Palma.—The former Socialist-led coalition government has left the new centre-right Partido Popular administration with a debt of 4'483 million euros and 1'104 million euros in unpaid bills.

Last night, going public with the true extent of the region's economic situation, President Jose Ramon Bauzá described it as “the most serious in the democratic history of the islands.” However, on Wednesday he was in Madrid for talks with the Finance Minister about central government's plan to reduce the regional deficit with a new set of spending rules.

In order to quash public concern, Bauzá vowed that the “public will not be made to pay for the gross mismanagement of the previous government. The weight will have to be shouldered by the government,” he added.

Swathe of cuts
A swathe of public spending cuts is going to have to be introduced, possibly starting with the health service, but Bauzá stressed that resolving the Balearics' debt will not involve tax hikes, wage cuts for civil servants or co-payment for public health care. In Madrid, it was agreed with the Finance Minister, Elena Salgado, that all 17 of the country's regions, which share a total debt of 121 billion euros, will adhere to the new set of spending rules drawn up by central government.

Bauzá said that the new rules should save the Balearics 380 million euros in the short term and also help the region reduce its public deficit by 1.3 percent of the GDP this year.

Salgado's spending rules are part of her effort to win over investors and stem a surge in borrowing costs and yesterday Bauzá sat down with leading local bankers to explain what the spending rules entail and how they are going to have an important role to play.

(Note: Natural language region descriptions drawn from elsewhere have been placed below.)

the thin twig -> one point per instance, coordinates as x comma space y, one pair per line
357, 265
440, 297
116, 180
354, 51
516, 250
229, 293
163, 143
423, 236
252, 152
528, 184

Since the recession hit, banks across the country have ignored orders to release cash to help the business sector, however, Bauzá made it clear at yesterday's meeting that unless the banks begin making lines of credit available to the government, his administration will not be able to comply with the spending rules and the “road map” to a healthy financial situation.

Six months
The mechanics of the spending rules, an idea Prime Minister Jose Luis Rodriguez Zapatero first floated in March and proposed again in June, will be decided by a working group in September. The Balearics and the rest of the regions now have a period of six months to present legislation to their respective parliaments.

Spain's regions are crucial to its efforts to rein in the euro area's third-largest budget shortfall, as they control health and education spending and employ half of the nation's public workers.

They have an outstanding debt of 121 billion euros, or 11 percent of overall gross domestic product.
That is the most on record, according to the Bank of Spain.
The Balearics is now committed to meet the deficit targets of 1.3 percent in 2012, 1.1 percent in 2013 and 1 percent in 2014.